Kaplan-Meier plots were used to graphically illustrate the RCC-specific survival (RCC-SS) for the entire cohort, and to show the effect of categorically coded CRP on RCC-SS. Univariable and multivariable Cox regression models addressed the effect of all predictors on RCC-SS. The predictors included age, gender, TNM stages, tumor size, Fuhrman grade, histologic type, ECOG performance status as well as CRP level. CRP cut-off values were systematically tested and the most informative cutoffs were defined according to univariable P-values. Proportional hazards assumptions were systematically verified for all proposed models by using the Grambsch-Therneau residual-based test.

Univariable predictive accuracy was determined for each predictor, including CRP. In all analyses predictive accuracy was defined as the ability of the model to discriminate between those who died of RCC from those who did not. Predictive accuracy was expressed as a percentage using the Harrell concordance index. A value of 100% indicates perfect prediction, whereas 50% is equivalent to a toss of a coin. The combined predictive accuracy of all RCC-SM predictors was quantified in the multivariable models. The base model consisted of all predictors except for CRP. The predictive accuracy difference between the base model and the full model with CRP was used to quantify the accuracy gain related to consideration of CRP. Conversely, the decrease in predictive accuracy related to sequential exclusion of 1 variable at a time was used to quantify the multivariable contribution of other variables to a set of predictors that include CRP. To reduce overfit bias, all univariable and multivariable models were subjected to 200 bootstrap resamples. The Mantel-Haenszel statistic was used to test the significance of predictive accuracy differences.

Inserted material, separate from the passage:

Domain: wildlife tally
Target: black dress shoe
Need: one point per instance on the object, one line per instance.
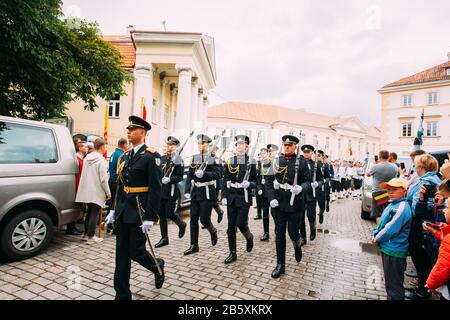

In subsequent analyses, we compared the full multivariable model predicted RCC-SM to the observed RCC-SM at 2 and 5 years. Model-derived mortality predictions were computed with the model formula. Subsequently, the model-predicted probabilities of RCC-SM were compared with the observed rates of RCC-SM at 2 and 5 years after nephrectomy and the accuracy of time-specific predictions was quantified using the predicted probability validation method (val.prob) from the SPlus design library. Moreover, the relation between predicted and observed rates was graphically explored using the val.surv function from the R statistical package. Finally, the UCLA Integrated Staging System (UISS), which predicts RCC-specific survival at 2 and 5 years, was used as a comparison benchmark for the newly developed model.12 The Mantel-Haenszel test was used to compare the difference between the accuracy of our model and that of the UISS prognostic scheme. All statistical tests were performed using S-PLUS Professional, v. 1 (MathSoft, Seattle, Wash) and the R statistical package. Moreover, all tests were 2-sided with a significance level set at .05.

RESULTS

  1. Top of page
  2. Abstract
  3. MATERIALS AND METHODS
  4. RESULTS
  5. DISCUSSION
  6. Acknowledgements
  7. REFERENCES

Patient characteristics are shown in Table 1. The majority (n = 216, 69.0%) were men and their age ranged from 10 to 77 years (mean, 62.6; median, 74.0). Of 313 RCC patients treated with nephrectomy, pT1, pT2, pT3, and pT4, respectively, accounted for 121 (38.7%), 45 (14.4%), 140 (44.7%), and 7 (2.2%) cases. The mean tumor size was 6.9 cm (range, 1.0–22.0, median 6.0 cm). ECOG 1 was recorded in 101 patients (32.3%) and of these 41 had metastatic disease. Clear cell histology was present in 268 cases (85.6%). Fuhrman II (39.6%) and III (40.3%) represented the most frequent tumor grades. Node-positive disease was diagnosed in 10.5% of cases (n = 33), whereas 21.1% had systemic metastases (n = 66). Overall, CRP levels ranged from 1.0 to 358.0 mg/L (mean, 40.9; median, 11.0 mg/L).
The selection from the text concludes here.